If you are passing host local inputs to pjit in a multi-process
environment, then please use
multihost_utils.host_local_array_to_global_array to convert the batch to a
global jax.Array and then pass that to pjit.
The most common example of such a host local input is a batch of input data.
This will work for any host local input (not just a batch of input data).
from jax.experimental import multihost_utils
batch = multihost_utils.host_local_array_to_global_array(
batch, mesh, batch_partition_spec)
See the pjit section above for more details about this change and more examples.

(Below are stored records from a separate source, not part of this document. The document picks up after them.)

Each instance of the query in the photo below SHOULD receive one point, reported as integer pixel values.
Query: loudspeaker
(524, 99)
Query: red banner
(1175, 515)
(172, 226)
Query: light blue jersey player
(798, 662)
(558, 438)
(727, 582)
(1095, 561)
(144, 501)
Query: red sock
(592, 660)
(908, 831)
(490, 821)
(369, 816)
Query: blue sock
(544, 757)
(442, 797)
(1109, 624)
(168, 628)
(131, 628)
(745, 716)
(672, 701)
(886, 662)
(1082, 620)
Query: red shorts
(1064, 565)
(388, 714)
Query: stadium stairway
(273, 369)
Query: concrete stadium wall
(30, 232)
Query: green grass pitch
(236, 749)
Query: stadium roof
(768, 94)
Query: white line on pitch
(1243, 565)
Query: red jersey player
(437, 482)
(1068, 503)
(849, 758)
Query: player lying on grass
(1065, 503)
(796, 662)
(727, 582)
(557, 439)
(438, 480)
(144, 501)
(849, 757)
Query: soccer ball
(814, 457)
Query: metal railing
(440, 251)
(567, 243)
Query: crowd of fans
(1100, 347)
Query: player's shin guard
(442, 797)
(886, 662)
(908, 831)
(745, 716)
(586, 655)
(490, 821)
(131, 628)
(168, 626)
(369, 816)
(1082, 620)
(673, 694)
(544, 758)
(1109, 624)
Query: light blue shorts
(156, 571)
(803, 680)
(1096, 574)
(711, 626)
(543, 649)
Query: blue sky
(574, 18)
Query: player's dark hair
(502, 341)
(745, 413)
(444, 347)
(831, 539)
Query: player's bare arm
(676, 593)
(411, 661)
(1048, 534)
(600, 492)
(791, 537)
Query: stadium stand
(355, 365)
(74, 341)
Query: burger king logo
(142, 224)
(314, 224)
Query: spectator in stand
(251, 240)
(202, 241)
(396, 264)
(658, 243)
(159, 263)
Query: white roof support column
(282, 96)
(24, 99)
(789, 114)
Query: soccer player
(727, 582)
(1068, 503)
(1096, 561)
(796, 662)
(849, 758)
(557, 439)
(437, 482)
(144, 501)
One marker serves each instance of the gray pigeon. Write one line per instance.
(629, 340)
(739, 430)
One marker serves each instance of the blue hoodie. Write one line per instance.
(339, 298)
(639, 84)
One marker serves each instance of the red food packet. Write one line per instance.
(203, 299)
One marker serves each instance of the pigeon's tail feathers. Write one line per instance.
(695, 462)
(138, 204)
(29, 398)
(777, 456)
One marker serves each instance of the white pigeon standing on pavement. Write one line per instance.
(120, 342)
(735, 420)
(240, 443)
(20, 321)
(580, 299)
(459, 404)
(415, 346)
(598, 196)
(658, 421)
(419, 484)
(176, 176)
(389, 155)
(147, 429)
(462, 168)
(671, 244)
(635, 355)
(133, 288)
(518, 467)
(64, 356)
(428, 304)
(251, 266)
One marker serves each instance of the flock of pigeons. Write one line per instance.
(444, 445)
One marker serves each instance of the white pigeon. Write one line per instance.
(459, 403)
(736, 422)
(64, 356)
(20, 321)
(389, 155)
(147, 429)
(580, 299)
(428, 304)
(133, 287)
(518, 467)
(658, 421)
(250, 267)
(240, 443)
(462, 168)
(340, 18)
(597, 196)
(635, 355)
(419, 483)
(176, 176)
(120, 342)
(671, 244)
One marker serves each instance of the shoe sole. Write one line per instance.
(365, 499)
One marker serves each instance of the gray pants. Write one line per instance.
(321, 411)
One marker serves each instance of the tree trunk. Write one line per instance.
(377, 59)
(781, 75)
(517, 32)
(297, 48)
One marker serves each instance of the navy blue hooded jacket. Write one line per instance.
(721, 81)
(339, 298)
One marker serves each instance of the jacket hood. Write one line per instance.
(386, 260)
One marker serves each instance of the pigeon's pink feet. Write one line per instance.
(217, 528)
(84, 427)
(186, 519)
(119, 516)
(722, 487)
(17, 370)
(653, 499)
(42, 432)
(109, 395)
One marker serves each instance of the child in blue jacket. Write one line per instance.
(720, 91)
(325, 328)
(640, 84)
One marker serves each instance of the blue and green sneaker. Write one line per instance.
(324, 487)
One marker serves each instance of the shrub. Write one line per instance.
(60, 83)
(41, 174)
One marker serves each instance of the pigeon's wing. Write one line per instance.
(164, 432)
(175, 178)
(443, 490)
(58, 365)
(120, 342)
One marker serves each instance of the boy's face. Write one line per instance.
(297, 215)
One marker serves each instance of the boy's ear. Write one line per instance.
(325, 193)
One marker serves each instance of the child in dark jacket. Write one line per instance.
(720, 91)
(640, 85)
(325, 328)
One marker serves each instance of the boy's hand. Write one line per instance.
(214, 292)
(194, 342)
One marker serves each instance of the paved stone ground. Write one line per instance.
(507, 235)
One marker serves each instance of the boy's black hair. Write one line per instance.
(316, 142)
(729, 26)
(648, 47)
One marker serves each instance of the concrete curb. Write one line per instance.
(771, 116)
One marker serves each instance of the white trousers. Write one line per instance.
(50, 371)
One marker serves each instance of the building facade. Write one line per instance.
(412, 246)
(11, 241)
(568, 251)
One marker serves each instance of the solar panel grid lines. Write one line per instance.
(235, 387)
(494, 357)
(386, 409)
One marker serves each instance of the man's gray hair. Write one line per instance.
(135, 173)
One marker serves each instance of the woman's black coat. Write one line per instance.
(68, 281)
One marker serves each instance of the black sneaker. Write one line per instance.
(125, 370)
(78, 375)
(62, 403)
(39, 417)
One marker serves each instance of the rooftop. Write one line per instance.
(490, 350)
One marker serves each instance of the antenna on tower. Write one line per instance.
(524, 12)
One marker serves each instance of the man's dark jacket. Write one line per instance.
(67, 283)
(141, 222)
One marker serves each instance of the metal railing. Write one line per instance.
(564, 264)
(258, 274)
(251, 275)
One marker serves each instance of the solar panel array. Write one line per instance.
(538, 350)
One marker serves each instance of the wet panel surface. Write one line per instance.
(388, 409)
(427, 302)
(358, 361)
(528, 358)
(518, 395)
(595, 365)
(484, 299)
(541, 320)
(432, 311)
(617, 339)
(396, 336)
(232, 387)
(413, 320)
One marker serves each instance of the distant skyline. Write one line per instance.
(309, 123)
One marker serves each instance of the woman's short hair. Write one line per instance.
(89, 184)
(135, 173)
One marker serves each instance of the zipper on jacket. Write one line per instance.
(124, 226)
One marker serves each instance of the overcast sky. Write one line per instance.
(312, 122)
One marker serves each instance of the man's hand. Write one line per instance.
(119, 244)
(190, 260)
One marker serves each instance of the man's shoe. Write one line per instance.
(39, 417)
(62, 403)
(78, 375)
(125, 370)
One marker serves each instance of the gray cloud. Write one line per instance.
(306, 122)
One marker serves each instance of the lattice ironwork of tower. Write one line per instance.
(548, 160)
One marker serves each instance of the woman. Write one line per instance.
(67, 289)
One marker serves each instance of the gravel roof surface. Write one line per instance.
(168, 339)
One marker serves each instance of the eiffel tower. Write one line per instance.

This happens when some part of your code has jax.Array disabled and then you
enable it only for some other part. For example, if you use some third_party
code which has jax.Array disabled and you get a DeviceArray from that
library and then you enable jax.Array in your library and pass that
DeviceArray to JAX functions, it will lead to a RecursionError.
This error should go away when jax.Array is enabled by default so that all
libraries return jax.Array unless they explicitly disable it.